Interview by Michelle Kung
Last year, British director Guy Ritchie updated super-sleuth Sherlock Holmes by casting Robert Downey, Jr. as a fast-talking, boxing-adept version of Sir Arthur Conan Doyle’s storied detective in a new film adaptation. For all its whiz-bang special effects and CGI backgrounds, however, Ritchie’s version was still set in the 19th century.
But a truly modernized, 21st century Holmes debuts with “Sherlock,” a three-part television film series that recasts the detective as a self-described “high-functioning sociopath” who now texts instead of types and plasters nicotine patches on his arm instead of smoking a pipe.
“Sherlock,” which premiered to high ratings in the U.K. earlier this summer and will air in three installments on PBS’s Masterpiece Mystery beginning this Sunday, was co-created by Steven Moffat (“Doctor Who,” “Coupling”) and Mark Gatiss, who co-stars in the series as Holmes’ brother Mycroft. Martin Freeman, star of the U.K. version of “The Office” and confirmed to play Bilbo Baggins in Peter Jackson’s “The Hobbit,” was tapped to place Dr. John Watson — now a retired army doctor just returned from Afghanistan and in need of a flatmate, given central London’s soaring rent costs.
Enter Holmes, a brilliant, but blunt and not particularly people-friendly young man who volunteers his services to Scotland Yard to satisfy his boredom. The new Holmes is adroitly played by Benedict Cumberbatch. Though the 34-year-old British actor has made a name for himself in British films and mini-series, he’s largely unknown in the U.S., aside from small roles in period dramas like “Atonement” and “The Other Boleyn Girl” — a status that may soon change. He wrapped a role as Major Stewart in the Steven Spielberg-directed “War Horse” and is currently shooting “Let the Right One In” director Tomas Alfredson’s take on John le Carre’s “Tinker, Tailor, Soldier, Spy.”
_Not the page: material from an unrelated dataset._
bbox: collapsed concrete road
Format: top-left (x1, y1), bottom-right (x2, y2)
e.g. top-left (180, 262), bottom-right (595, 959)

The Wall Street Journal: Why has the character of Sherlock Holmes remained so relevant?
Even in Victorian times, the character of Holmes was at the forefront of forensic science, pathology, and psychology — he’s always been modern. Our version has a bit of fun with the old idea, that many purists hold, of Sherlock as a fastidious old detective; ours is done with fun, but also reverence for the original. It’s an exciting idea, and was done for the same reason that James Bond was re-written for the 21st century. There’s also a timelessness to Holmes that if handled by the right people, can continue to entertain for years.
We have to ask — who’s your favorite Holmes portrayer?
Robert Downey, Jr., he’s so great, but he’s not my Holmes. Mine would have to be Jeremy [Brett] or Basil [Rathbone] in black-and-white.
The first episode airing in the U.S., “A Study in Pink,” is a great way to introduce the new Holmes, and features the visual cues — text messages, for one — that distinguish the series.
It’s a really brilliant episode. Steven Moffat is a genius to be able to collate so much information into one episode — he not only establishes Holmes’ personal and work relationships, but also mentions Moriarty and introduces an element of mystery. The middle episode is more of an ‘adventure of the week” but the third episode is a real pressure cooker, because we get to see a side of Holmes that’s anti-heroic. Not just because he’s short-tempered and dismissive of mediocrity, but he’s work-obsessed.
What do you think of the format of having three 90-minute shows, as opposed to a more traditional (for the U.K.) 13-episode season?
As Spielberg has said, the three episodes we did do are very visually arresting, which is fantastic. If the series had been episodic and shorter, it wouldn’t have been quite so classy.
Given how busy you and Martin are, I’m sure it’s going to be challenging to find a time when everyone is free to shoot the next several installments of the series.
It’s great simply knowing that we’re going to do more episodes. I get peeved when people say that the show’s being pushed back because of Martin’s work on “The Hobbit.” We would both happily return to working on “Sherlock,” and Martin actually initially said no to doing “The Hobbit” because he thought it would conflict with shooting “Sherlock.” Now, they’re working around his schedule. I obviously want him to have the experience of being the hairy-footed one.
How was it working with Martin?
He’s extraordinary. During auditions, the minute he stepped into the room I said to the producers, I don’t know if you want my opinion, but I want to work with him, because he makes my game better. I honestly felt myself get better as an actor playing scenes opposite him — he has brilliant level of humanity. We all know how funny he can be from his work of “The Office,” but he can also play so much pathos — it’s an unsung talent of his that’s often clouded by his “Office” fame.